Avrupa kıtasındaki devletçi kapitalist sistemlerin de, Asya'daki "Yarı - Kapitalist" sistemlerin de işe yaramadığının kanıtlandığını savunan Thatcher, Asya krizinin temelinde "Finans sektöründe gereken şeffaflığın bulunmamasının, gelişmiş sanayi toplumlarının ve sanayi ötesi toplumların gerektirdiği siyasi sistemlerin yaratılamamış olmasının" bulunduğunu belirten eski Başbakan daha sonra şu görüşleri savundu :
"ABD'nin Çin'de karşı karşıya olduğu gibi, bir insan hakları olayıyla da karşı karşıya kalınca, bir yılan gibi kurnaz, bir güvercin gibi masum davranmalıyız. Çıkarlarımız, bu ülkelerle ticareti sürdürmeyi, ama bir yandan da rejim karşıtlarına karşı sorumluluklarımızı da yerine getirmeyi gerektiriyor."
Asya'daki siyasi ve ekonomik gelişmelere bakıldığında, "Yeni dünya düzeni diye birşey olmadığının" çıkarılması gerektiğini ve koşulların, daha çok "Soğuk savaş dönemine benzediğini" söyleyen Thatcher makalesini şöyle tamamladı :
"Artık, rakip iki süper devlet yok. Birbiriyle çarpışan iki ekonomik sistem, iki sosyal model ve siyasi ideoloji de yok. Ama önümüzdeki riskler, o dönemden farklı değil. Bu riskler, güçlü biçimde uygulanamayan ekonomi politikalar sonucu refahın azalması, devlet müdahaleciliğinin geri dönüşü, özgürlüklerin azalması şeklinde ortaya çıkabilecektir."

ALAN SİMPSON
(İngiliz İşçi Partisi Nottingham South Bölgesi Milletvekili)

ZENGİN ve güçlü sınıflar, düzeni korumak için, yoksulların kolayca yutabileceği bir din arayışındalar. Aynı şey, Avrupa'da 1848 devriminden hemen sonra yapılmaya çalışıldı. Katolik Kilisesi, kendisini emek sömürüsünden soyutlamaya çalıştı. Ama bir yandan da Sosyalizme geçişi engellemek için elinden geleni yaptı.
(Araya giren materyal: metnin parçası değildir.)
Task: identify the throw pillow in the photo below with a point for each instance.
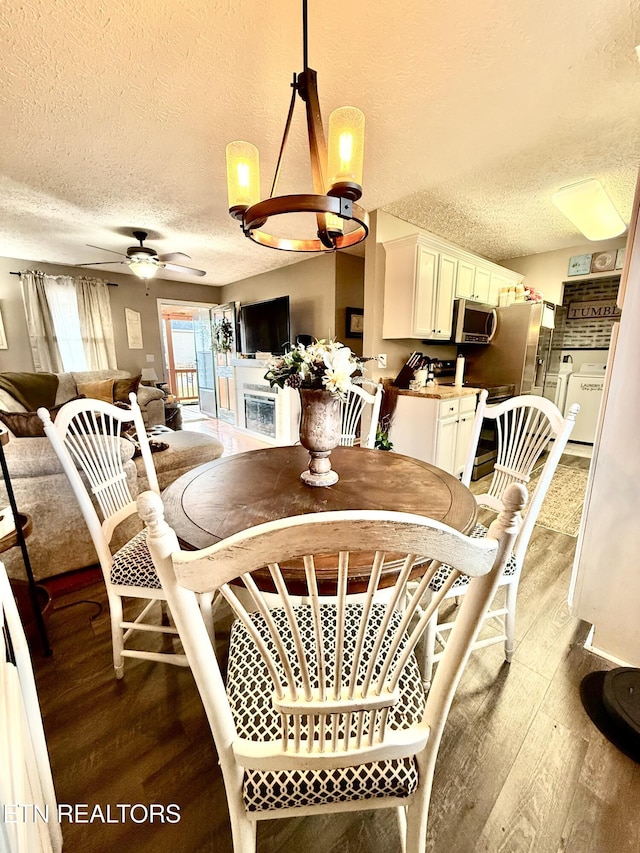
(28, 424)
(102, 390)
(123, 387)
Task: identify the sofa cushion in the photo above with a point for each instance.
(99, 390)
(36, 458)
(9, 403)
(67, 388)
(27, 424)
(31, 389)
(123, 387)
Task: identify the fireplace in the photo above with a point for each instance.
(260, 414)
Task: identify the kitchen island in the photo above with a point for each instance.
(434, 424)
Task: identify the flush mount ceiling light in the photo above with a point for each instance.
(590, 209)
(143, 266)
(337, 178)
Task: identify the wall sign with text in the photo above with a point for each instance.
(600, 309)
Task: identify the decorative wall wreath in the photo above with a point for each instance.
(222, 335)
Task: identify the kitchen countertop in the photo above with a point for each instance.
(440, 392)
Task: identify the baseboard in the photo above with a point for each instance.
(71, 581)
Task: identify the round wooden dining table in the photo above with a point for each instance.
(233, 493)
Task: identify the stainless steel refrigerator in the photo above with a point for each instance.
(519, 352)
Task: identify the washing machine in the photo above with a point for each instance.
(586, 387)
(555, 385)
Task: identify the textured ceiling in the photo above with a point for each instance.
(116, 115)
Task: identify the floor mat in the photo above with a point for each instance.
(561, 509)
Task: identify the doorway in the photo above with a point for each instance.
(185, 332)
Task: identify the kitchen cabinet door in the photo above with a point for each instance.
(465, 280)
(446, 439)
(481, 287)
(463, 440)
(496, 283)
(443, 309)
(425, 295)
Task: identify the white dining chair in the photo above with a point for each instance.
(351, 415)
(526, 427)
(29, 820)
(87, 437)
(323, 708)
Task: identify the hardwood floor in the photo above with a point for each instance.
(521, 767)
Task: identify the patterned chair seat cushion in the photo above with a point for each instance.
(479, 532)
(133, 566)
(250, 690)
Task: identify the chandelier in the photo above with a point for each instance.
(336, 171)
Alman Piskopos Ketteler, "Usta, kalfa ve çırakların barış içinde birarada yaşaması için bir ortaklık kurulsun" derken, bir yandan da üretimden aldıkları payın eşit dağıtılmaması uygulamasına da dokunulmamasını öğütledi. Bugün de aynı şey yapılmak isteniyor. Üçüncü Yol'u savunan siyasi piskoposlar, toplumsal söylemlere başvururken eşitlikten sözetmiyorlar. Paydaş toplumdan sözederken, elde edilen refahın eşit paylaşımını istemiyorlar. Herkesin katılımından sözederken, iş güvencesine değinmiyorlar.
Üçüncü Yol konusundaki şartlanmışlar, "hükümetler ekonomiyi yönetemez" derken, "hükümetler onun yerine toplumu yönetsin" görüşünü savunuyorlar. Dünyamız, insanlık tarihinde ilk kez insanlığın tüm temel gereksinimlerinin karşılanabileceği bir seviyede bulunuyor. Ama buna rağmen, zenginler ve yoksullar arasındaki uçurum giderek derinleşiyor. Üçüncü yol, buna çare öneriyor mu ? Örneğin, vatandaşlara "Haklar kadar ödevlerimiz de olmalı" fetvasını verirken, spekülatif sermaye akımlarını yönetenlere de bunu hatırlatacak mı ?
Üçüncü Yol, çok sayıda ilkesizliğin biraraya geldiği ve çare sayılmayacak bir dizi fikri içeriyor.